Put the wipers on steady slow or fast, then instead of measuring the voltage at the connector, measure the voltage on the wiper motor case. The voltmeter or test light should be grounded to the engine or battery negative post.
When you find voltage on the case, push on the mounting plate and the motor will start to run. The plate is mounted on three rubber isolators to dampen vibration. To get a ground, there is a brass strip riveted to the plate by the lower left bolt. A ring is burned around that strip under the bolt head. Do not bother trying to clean it up. That rarely lasts. Instead, bolt a new ground wire to the mounting plate and bolt the other end to the body sheet metal.
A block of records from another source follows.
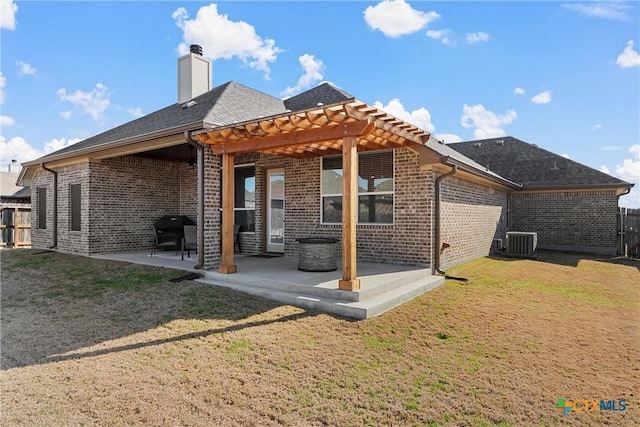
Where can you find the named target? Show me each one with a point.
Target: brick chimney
(194, 74)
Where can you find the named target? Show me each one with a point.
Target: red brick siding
(472, 216)
(570, 220)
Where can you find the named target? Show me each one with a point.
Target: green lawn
(94, 342)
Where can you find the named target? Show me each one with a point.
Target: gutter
(437, 237)
(55, 205)
(200, 148)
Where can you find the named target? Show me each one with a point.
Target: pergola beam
(292, 139)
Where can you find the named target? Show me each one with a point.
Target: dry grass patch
(94, 342)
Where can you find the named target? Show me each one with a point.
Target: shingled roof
(222, 105)
(532, 166)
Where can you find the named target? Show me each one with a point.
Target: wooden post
(349, 281)
(226, 265)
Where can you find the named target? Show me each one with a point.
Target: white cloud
(477, 37)
(420, 117)
(25, 69)
(487, 123)
(313, 73)
(630, 171)
(135, 112)
(629, 57)
(93, 103)
(58, 144)
(3, 83)
(221, 37)
(8, 10)
(605, 10)
(542, 97)
(443, 35)
(395, 18)
(448, 137)
(6, 121)
(20, 150)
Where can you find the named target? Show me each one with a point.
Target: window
(75, 207)
(375, 188)
(245, 197)
(42, 208)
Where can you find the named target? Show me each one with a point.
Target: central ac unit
(521, 244)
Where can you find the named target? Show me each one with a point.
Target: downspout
(200, 148)
(437, 238)
(55, 205)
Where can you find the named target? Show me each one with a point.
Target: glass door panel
(275, 210)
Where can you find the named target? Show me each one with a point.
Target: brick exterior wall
(582, 221)
(407, 241)
(472, 216)
(212, 216)
(123, 196)
(42, 238)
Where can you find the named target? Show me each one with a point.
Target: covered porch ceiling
(315, 132)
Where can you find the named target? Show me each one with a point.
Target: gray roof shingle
(324, 94)
(225, 104)
(532, 166)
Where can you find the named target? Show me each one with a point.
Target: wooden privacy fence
(15, 227)
(629, 232)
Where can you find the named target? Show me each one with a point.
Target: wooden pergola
(345, 128)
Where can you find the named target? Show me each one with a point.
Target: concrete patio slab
(383, 286)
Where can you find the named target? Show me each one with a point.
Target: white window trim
(393, 192)
(244, 165)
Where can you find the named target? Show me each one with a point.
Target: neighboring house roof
(532, 166)
(459, 158)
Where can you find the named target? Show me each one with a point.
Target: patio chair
(189, 240)
(164, 240)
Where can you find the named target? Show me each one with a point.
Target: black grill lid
(173, 222)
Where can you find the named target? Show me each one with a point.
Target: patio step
(362, 309)
(375, 285)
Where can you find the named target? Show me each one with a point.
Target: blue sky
(564, 75)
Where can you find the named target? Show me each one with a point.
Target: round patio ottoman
(317, 254)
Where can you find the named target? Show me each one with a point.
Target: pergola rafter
(345, 128)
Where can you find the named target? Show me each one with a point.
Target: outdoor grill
(170, 228)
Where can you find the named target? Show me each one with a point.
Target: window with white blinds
(375, 188)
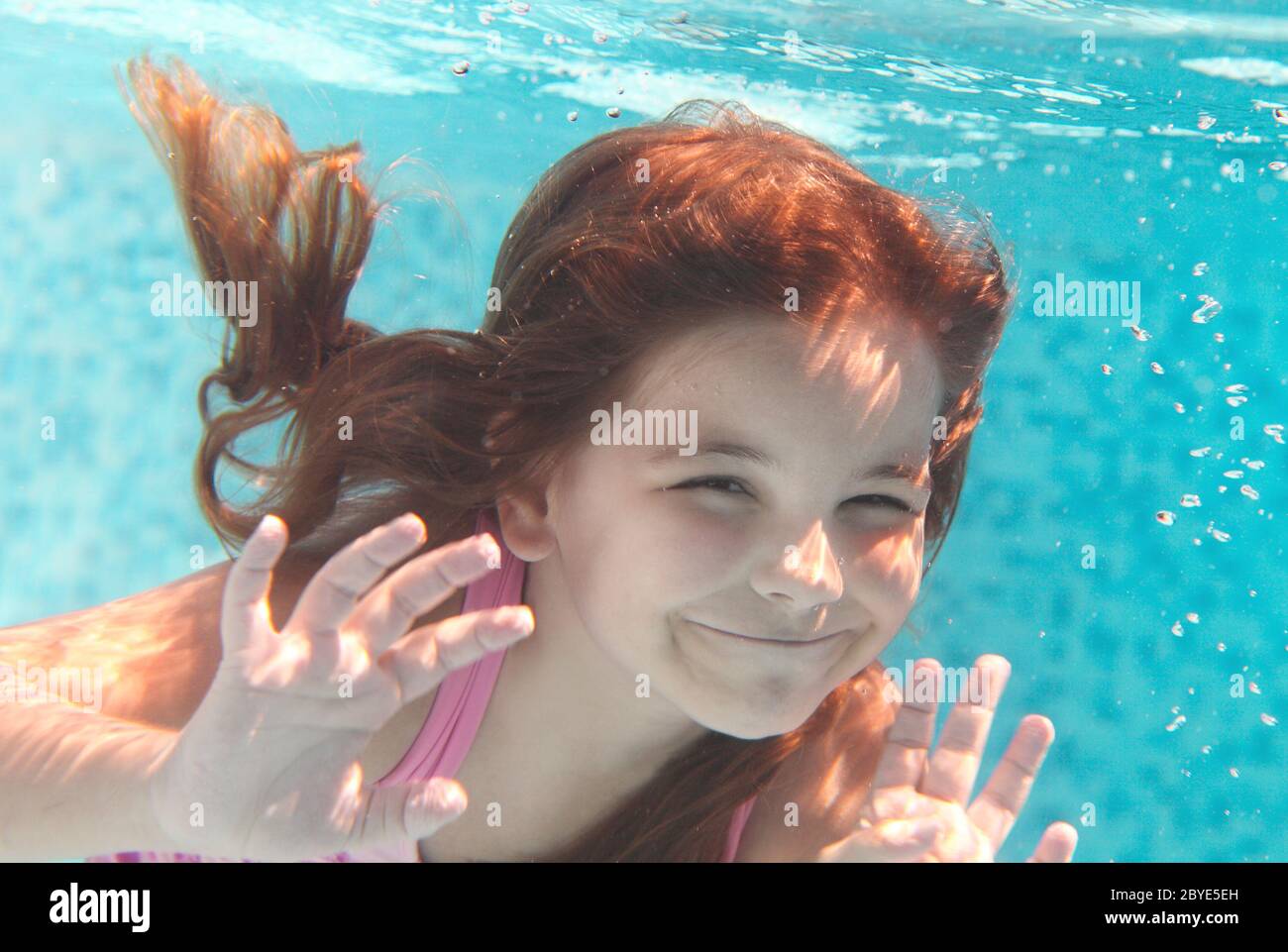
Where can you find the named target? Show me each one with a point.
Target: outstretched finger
(893, 841)
(407, 811)
(997, 805)
(954, 764)
(245, 599)
(903, 759)
(1056, 844)
(420, 660)
(419, 586)
(334, 590)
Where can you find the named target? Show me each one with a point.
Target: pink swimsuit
(442, 743)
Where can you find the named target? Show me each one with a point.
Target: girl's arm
(75, 784)
(73, 777)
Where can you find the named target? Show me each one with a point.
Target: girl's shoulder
(814, 796)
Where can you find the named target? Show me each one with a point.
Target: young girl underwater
(621, 651)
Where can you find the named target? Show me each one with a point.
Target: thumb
(410, 810)
(893, 841)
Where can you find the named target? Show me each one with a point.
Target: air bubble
(1210, 309)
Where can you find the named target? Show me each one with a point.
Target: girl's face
(752, 578)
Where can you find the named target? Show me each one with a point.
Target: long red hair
(626, 241)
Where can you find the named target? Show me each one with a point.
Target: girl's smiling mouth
(798, 644)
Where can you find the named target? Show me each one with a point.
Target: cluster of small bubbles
(1210, 309)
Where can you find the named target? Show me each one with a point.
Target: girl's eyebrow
(915, 476)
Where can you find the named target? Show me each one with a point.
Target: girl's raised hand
(915, 810)
(268, 767)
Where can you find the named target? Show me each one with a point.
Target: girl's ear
(526, 526)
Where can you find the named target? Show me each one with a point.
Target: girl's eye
(713, 482)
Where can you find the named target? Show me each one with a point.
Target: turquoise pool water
(1136, 145)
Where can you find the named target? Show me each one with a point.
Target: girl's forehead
(861, 360)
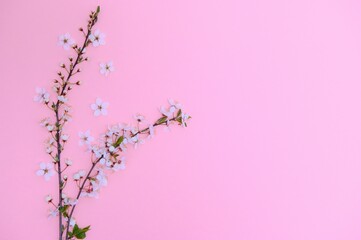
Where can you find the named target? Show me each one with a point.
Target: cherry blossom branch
(161, 121)
(108, 155)
(60, 101)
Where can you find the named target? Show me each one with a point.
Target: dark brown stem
(59, 125)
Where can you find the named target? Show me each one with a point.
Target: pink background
(274, 147)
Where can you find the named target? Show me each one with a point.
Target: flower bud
(48, 199)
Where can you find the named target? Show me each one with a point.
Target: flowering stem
(58, 124)
(87, 178)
One other note. There must be twelve volts on two terminals at the motor. One from the wiper switch, and one whenever the ignition switch is turned on for the "park" circuit to keep the motor running after the wiper switch is turned off. If one of those voltages is missing, suspect a blown fuse due to your old motor was shorted. It was quite common for one of the contacts on the rotary switch in the motor gear train to overheat. It would melt into the plastic gear when the motor was turned off. The next time the motor started to run, that contact would get stretched and bent up until it touched the metal cover. That popped the fuse. Chances are your old motor is okay if you have the ground problem. It is not likely to develop both problems at the same time.